Chi also talked about options for follow-up, systemic treatment at the conclusion of radiation.  At this point she's not in the camp that we MUST do systemic treatment after radiation, though it sounds like she would recommend it.  But the question is WHAT -- there's no protocol for recurrent AT/RT.  Essentially you're on clinical trials exploring new drugs and options.  Thankfully there is a new drug that's shown some promise against AT/RT that will be available in the next month or so.

Our perspective:
  • While we were hoping for a miraculous reduction, we are encouraged and thankful that whatever this spot represents is progressing very slowly.  In fact, we DO consider this a miracle.  AT/RT doesn't creep back; it explodes back.  So why is this growing so slowly?  Maybe because Emmett's body is recognizing it and fighting it.  Maybe it's because of all the prayers.  We like to think it's a little of both.  And throw in radiation, hopefully it runs away with its tail between its legs.  No disease has returned where Emmett was radiated.  Maybe radiation's the silver bullet.
  • We're still very anxious about commencing radiation treatment...and for several reasons.  It's scary stuff.  It's lots of sedation.  It comes with side effects, and only some of them are known.  But probably the most overwhelming aspect is the fact that by commencing radiation we're admitting that Emmett has least in some fashion.  We're stepping into the ring watch our child fight cancer.  And that's my biggest nightmare come to life.
As we mentioned in our last post, we have so so SO much to be thankful for.  We're in a great place in so many ways, and continue to feel very blessed.  The last two years since Emmett finished treatment have been absolutely wonderful.  And Emmett's still doing wonderfully.  He's loving and enjoying every day so much.  And we have reason to hope he'll continue to do well for a very long time, and ultimately will beat this disease.

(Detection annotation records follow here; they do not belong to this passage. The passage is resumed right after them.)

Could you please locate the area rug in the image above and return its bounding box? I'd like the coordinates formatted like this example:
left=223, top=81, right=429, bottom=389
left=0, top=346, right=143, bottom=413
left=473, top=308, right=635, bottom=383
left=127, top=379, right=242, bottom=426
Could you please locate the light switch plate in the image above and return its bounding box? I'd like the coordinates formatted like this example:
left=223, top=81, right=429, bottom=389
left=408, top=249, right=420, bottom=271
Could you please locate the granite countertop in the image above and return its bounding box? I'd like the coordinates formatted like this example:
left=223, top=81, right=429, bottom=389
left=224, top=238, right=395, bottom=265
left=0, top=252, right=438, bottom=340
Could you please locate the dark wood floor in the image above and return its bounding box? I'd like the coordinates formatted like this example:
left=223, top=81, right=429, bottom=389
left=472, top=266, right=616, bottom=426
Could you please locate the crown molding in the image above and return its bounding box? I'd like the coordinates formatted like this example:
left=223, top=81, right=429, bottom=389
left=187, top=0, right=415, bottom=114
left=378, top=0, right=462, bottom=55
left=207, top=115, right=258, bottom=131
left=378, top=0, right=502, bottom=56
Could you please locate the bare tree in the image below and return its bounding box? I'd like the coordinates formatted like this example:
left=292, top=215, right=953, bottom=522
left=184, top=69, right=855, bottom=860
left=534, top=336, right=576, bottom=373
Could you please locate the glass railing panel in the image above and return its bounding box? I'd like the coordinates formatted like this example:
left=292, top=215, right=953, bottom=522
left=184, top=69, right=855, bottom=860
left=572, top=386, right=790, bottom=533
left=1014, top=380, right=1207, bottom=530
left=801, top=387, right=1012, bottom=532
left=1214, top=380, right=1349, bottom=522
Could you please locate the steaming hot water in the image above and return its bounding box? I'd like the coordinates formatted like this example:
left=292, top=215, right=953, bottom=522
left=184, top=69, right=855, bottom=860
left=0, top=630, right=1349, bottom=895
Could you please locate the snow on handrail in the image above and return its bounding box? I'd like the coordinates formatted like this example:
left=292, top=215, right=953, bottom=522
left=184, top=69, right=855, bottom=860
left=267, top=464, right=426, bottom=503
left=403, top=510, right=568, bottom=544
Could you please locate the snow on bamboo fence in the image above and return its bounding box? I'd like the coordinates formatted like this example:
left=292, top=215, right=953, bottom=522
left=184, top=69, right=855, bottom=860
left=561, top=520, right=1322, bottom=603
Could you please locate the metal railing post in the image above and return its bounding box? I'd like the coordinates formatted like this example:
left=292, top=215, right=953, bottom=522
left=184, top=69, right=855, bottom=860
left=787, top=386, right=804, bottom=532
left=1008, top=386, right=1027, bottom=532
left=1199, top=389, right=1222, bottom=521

And those are the things we will focus on this week as we commence radiation and celebrate Thanksgiving.

Tuesday, November 10, 2015

The Glad Game

We have a big week ahead of us here in Boston.  We meet with the MGH doctors for radiation planning.  In some ways it feels like we're stepping back in time three and a half years to when this whole thing started with Emmett...and that thought is terrifying.  However, we're not in the same place now that we were then.  We're far from it.  And it's been helpful the past few days to count the ways things are better now than they were then.

We're already connected with the best doctors for Emmett's cancer

Whatever this is, it's growing very slowly.  Emmett's tumor was fast growing before, at least at one point.

We're discovering whatever this is at the very earliest stage of visibility instead of being rushed into emergency surgery when Emmett stopped walking.  This provides the doctors the opportunity to be methodical and deliberate.

There are new treatment protocols that are showing promise against atrt

I don't have fears about losing my job like I did last time.

Emmett is doing wonderful clinically.

Emmett can communicate and tell us what he's feeling now that he's older.

This may not be cancer.

We've been in a much worse place than this before.  We've been told there's nothing left to do and your son likely won't make it.  And Emmett pulled through.

Yes, things are much better now than they were then.  And we're hopeful that this isn't a big deal at all.  We appreciate everyone who has been praying and fasting for us the last few weeks.  The ward back in Albuquerque fasted for Emmett last Sunday, and more people fasted this week.  And we've felt the strength of those prayers!